Intermediate Series

What Is Ethereum 2.0?

Ethereum’s vision is to “open access to digital money and data-friendly services for everyone – no matter your background or location.” This ambition is almost a reality thanks to the blockchain’s censorship resistance, openness and near-unbreakable security. But there’s a few problems.

As the platform has been such a success, the increase in usage has dramatically increased the amount of data that needs to be stored, increased the fees to unsustainable levels, and is using huge amounts of energy to run. Ethereum 2.0 fixes this.

Thanks to a scaling solution known as sharding, combined with moving from proof of work (PoW) to proof of stake (PoS), the Ethereum protocol is set to bring open finance to billions of people across the globe, fulfilling the original vision.

Contents

  • What are the problems with Ethereum?
  • How does Ethereum 2.0 solve these problems?
  • When will Ethereum 2.0 be implemented?
  • The future of Ethereum 2.0

What are the problems with Ethereum?

1. Clogged network and high fees

Network congestion creates bottlenecks that make fees too high and transaction times too slow. If Ethereum cannot find a way to make transactions faster and fees more affordable, it will not fulfil its mission of helping billions of people.

Already, we’ve seen many people and projects move to the more centralised Binance Smart Chain because Ethereum was too clogged. While this problem is a result of Ethereum’s success, it must still be overcome.

2. Running a node requires too much disk space

The more popular the Ethereum network gets, the more data you have to store if you want to run a node. As Ethereum is designed to be completely decentralised, it’s important that it remains affordable for anyone to run a node. If Ethereum cannot find a solution to reduce the disk space required to run a node, it will not remain truly decentralised in the future.

3. Unsustainable energy use

With the current proof of work consensus mechanism, Ethereum uses a lot of energy.

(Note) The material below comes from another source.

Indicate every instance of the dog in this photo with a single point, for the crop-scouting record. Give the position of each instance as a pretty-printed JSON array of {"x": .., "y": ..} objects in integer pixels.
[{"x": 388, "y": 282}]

With concerns around climate change and sustainability, it’s important to the Ethereum community, regulators, and society in general that they find a decentralised solution.

How does Ethereum 2.0 solve these problems?

It’s easy to solve the above problems with a more centralised blockchain, like Binance Smart Chain. But the Ethereum community believes that decentralisation is the most important aspect of their network. Therefore, they need to find a way to increase scalability and sustainability, while still being decentralised. Achieving all three aspects at once, decentralisation, scalability, and security, is known as the blockchain trilemma. Ethereum 2.0 solves the blockchain trilemma.

1. Scalability through sharding

To access Ethereum's network, you must enter through a node. Each node must store a copy of the entire network history, including every single transaction since the beginning of Ethereum’s existence. As the network continues to grow, it gets harder for people to keep up with the storage requirements of running a node. Sharding fixes this.

Sharding lets nodes only download and process only a fraction of the network — a single shard. Sharding will split Ethereum’s databases, letting a node store a fraction of the Ethereum blockchain rather than the entire chain. This will increase storage capacity and reduce congestion, ultimately lowering fees during periods of high demand.

As each shard remains a subset of the overall Ethereum blockchain, this design radically increases Ethereum’s capacity while maintaining its decentralisation.

2. Security with staking

Proof of stake is the new way that everyone in the Ethereum network agrees on what transactions have occurred. It works by letting people validate block transactions according to how many coins they hold. The incentive is clear. If you hold a lot of ETH, you’re going to process transactions honestly as you have lots of money tied up in the network. And if you act dishonestly, the protocol can destroy your coins.

3. Sustainability with PoS

The mining that’s required for proof of work uses a great deal of computing power and energy. Proof of stake makes that far more efficient by attributing the mining power to the proportion of coins held by a miner, rather than by how much computing power they’re using. This means the network is secured by aligning economic incentives with the miners, rather than relying on energy-dense computations.

The future of Ethereum 2.0

“Once Ethereum has scalability via layer-2 tech or ETH 2.0 all questions are answered,” said Jamie Anson, founder of Nifty Orchard. “By the time ETH 2.0 and rollups work together there will be 100,000 transactions per second capacity. That’ll mean a completely seamless experience for the next billion people.”

Along with the potential to scale to billions of users, Ethereum is likely to become a deflationary cryptocurrency, meaning that more ETH is burned than issued. As investor Nikhil Shamapant calculated, Ethereum 2.0 would reduce sell pressure by an estimated 90% — the equivalent of three Bitcoin halvings. As the supply decreases while demand increases, this is bullish for the price of ETH.

If Ethereum 2.0 scales successfully, couldn’t it take market share from the traditional financial sector? Ethereum's founder Vitalik Buterin isn’t worried if it does. “If you talk about empowering the little guy, as much as you want to couch it in flowery terminology that makes it sound fluffy and good, you are necessarily disempowering the big guy. And personally, I say screw the big guy. They have enough money already.”